With ODS RTF and ODS PDF, you have the option to turn STARTPAGE=NO to squish as many tables on a page as possible and then selectively issue a page feed when you need it with STARTPAGE=NOW -- if for example, you have some suspicion that you will need an entire, dedicated page for a particular procedure's output. Sometimes BY groups with the PAGEBY option or PAGE processing on a BREAK statement in PROC REPORT or the PAGE.dimension with PROC TABULATE will end up getting you the size and page breaking you want. It really depends on your procedure of choice and why the odd page breaks are happening.

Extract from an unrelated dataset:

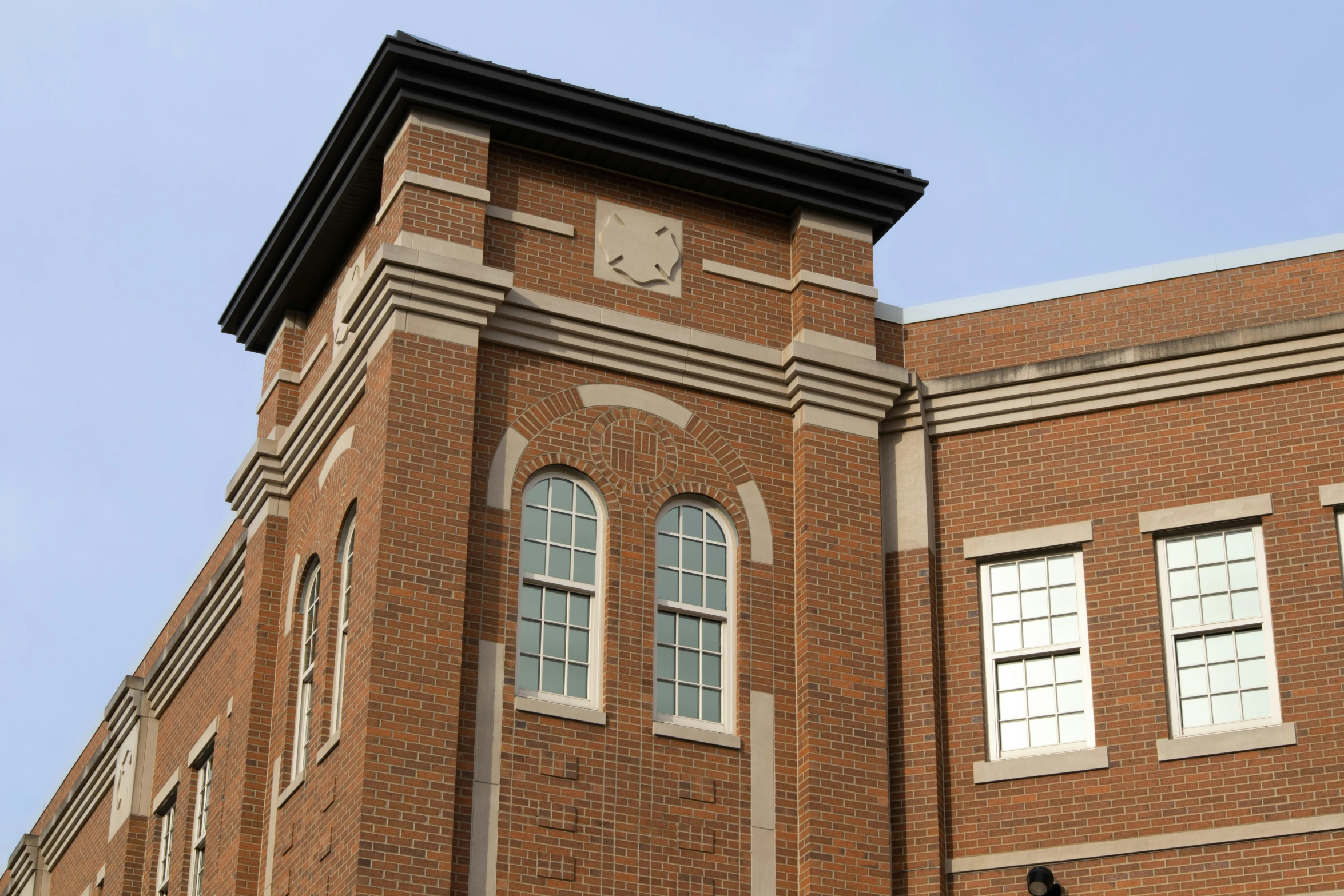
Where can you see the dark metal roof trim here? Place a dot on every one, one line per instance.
(342, 190)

Sometimes folks try to use old school LISTING techniques like LINESLEFT and N=PS in a DATA _NULL_ program with ODS RTF, ODS PDF and ODS HTML -- and they get odd page breaking that way -- which is to be expected because those techniques are LISTING destination only techniques and do not work with other ODS destinations in the same way they worked in LISTING.

Just some more to think about, I fear, and no real solutions for you. You might want to open a track with Tech Support on this task, as they can look at your current code and the odd page breaking you are encountering and perhaps make some concrete suggestions about what you can do to achieve a report with "not odd" page breaking.